Il est parfois difficile de gérer un festival. Sophie Dulac, la directrice du Champs Elysées Film Festival en avait apparemment gros sur le cœur et a commencé son discours de cérémonie d’ouverture en évoquant toutes les difficultés qu’elle a dû vaincre pour arriver au Jour J : les grèves, l’Euro, les changements intempestifs de programmation, les annulations diverses et variées, etc. Bref, on avait vraiment envie de la plaindre, en dépit du métier privilégié qu’elle exerce, car on sentait une certaine lassitude. Heureusement son enthousiasme reprit vite le dessus, en nous présentant les membres du jury, présidé par Alexandre Aja, cette édition étant placée sous l’autorité de Nicole Garcia : Déborah François, Félix Moati, Sophie Letourneur, Zita Hanrot, Vincent Rottiers et Philippe Jaenada.

On regrettera tout de même qu’une partie des gens de la presse (dont votre serviteur) n’aient pu trouver de places dans la grande salle et aient finalement atterri dans la salle 2 du Publicis Champs Elysées où la cérémonie était retransmise. Cela n’est pas très grave mais le retrait d’un badge à l’avance aurait pu permettre d'octroyer un meilleur traitement. L’ambiance était donc légèrement morose dans cette salle 2 et on pouvait observer à loisir l’étrange tic de mise en scène qui consiste à filmer uniquement en plan fixe très éloigné les membres du jury.

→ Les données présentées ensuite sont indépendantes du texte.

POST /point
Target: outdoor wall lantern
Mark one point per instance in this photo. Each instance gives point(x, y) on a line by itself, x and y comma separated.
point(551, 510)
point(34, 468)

Quoi qu’il en soit, après une chorégraphie originale sur un morceau des Chemicals Brothers, ce fut l’heure du film d’ouverture, avec une légère heure de retard. Contrairement à ce qui était annoncé, ce ne fut pas Captain Fantastic de Matt Ross avec Viggo Mortensen, hérité d’Un Certain Regard, mais Loving du petit prodige américain, Jeff Nichols, projeté à Cannes cette année en Sélection officielle en compétition. On avait bien aimé Captain Fantastic, fantaisie assez hilarante sur les théories de Jean-Jacques Rousseau, ainsi que les avantages et les inconvénients d’une éduction en complète liberté. On avait nettement moins aimé Loving. C’était donc l’occasion de réviser notre jugement.

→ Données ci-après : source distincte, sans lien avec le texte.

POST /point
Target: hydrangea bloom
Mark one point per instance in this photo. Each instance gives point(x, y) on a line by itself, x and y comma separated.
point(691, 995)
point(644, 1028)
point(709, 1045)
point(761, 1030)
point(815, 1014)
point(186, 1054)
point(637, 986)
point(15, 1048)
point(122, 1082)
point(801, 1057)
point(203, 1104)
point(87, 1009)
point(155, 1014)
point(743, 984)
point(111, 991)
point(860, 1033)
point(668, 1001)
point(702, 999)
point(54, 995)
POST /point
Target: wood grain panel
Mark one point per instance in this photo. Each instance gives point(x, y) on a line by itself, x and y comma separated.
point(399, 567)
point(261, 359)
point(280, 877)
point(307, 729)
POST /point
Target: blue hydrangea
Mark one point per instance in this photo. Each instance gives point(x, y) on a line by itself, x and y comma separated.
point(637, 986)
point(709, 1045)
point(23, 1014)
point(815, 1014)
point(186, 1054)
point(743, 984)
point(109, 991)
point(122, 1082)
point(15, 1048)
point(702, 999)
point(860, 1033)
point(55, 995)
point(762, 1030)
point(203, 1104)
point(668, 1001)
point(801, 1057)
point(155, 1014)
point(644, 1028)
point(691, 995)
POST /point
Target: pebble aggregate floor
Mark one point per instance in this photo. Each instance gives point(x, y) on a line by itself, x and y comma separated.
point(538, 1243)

Ce ne fut malheureusement pas le cas. Loving demeure un modeste mélodrame, manquant de lyrisme et d'intensité, où Nichols échoue à faire croire à l’alchimie du couple formé par Joel Edgerton et Ruth Negga. Il faut dire que Joel Edgerton écope d’une coupe improbable destinée à le rendre plus blond que nature. Son talent de comédien ne se trouve pas en cause, il joue plutôt bien le pauvre bonhomme un peu bas du plafond, mais toutes ses apparitions sont quelque peu frappées du sceau du ridicule, en raison de ce désastreux choix capillaire. Nichols, échouant quant au cœur du film, frise de nombreuses fois l’académisme pur et simple, un peu comme dans Mud, en ne faisant pas croire à sa reconstitution des années soixante au formol.

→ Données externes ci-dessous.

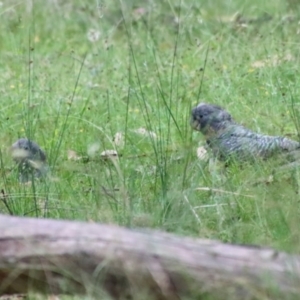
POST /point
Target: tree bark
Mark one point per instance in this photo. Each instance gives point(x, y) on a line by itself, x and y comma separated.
point(51, 256)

Nichols ne perd quand même pas totalement la main et reste un fantastique metteur en scène de genre. Il l’était déjà dans Shotgun stories, Take Shelter ou Midnight Special. Or, ce qui sauve Loving, ce sont certaines séquences très isolées : une belle scène silencieuse d’échange nocturne de voitures, toutes les séquences assez drôles, virant à la comédie de l’avocat Bernard Cohen et enfin l’apparition de Michael Shannon, l’acteur fétiche de Jeff Nichols, en photographe de Life, dans la seule séquence intime où l’amour des deux parias prend une réelle consistance quotidienne. On se demande ce qu’aurait été le film avec Shannon à la place de Edgerton ou même uniquement vu à travers le regard de Shannon. Un bien meilleur film, c’est certain.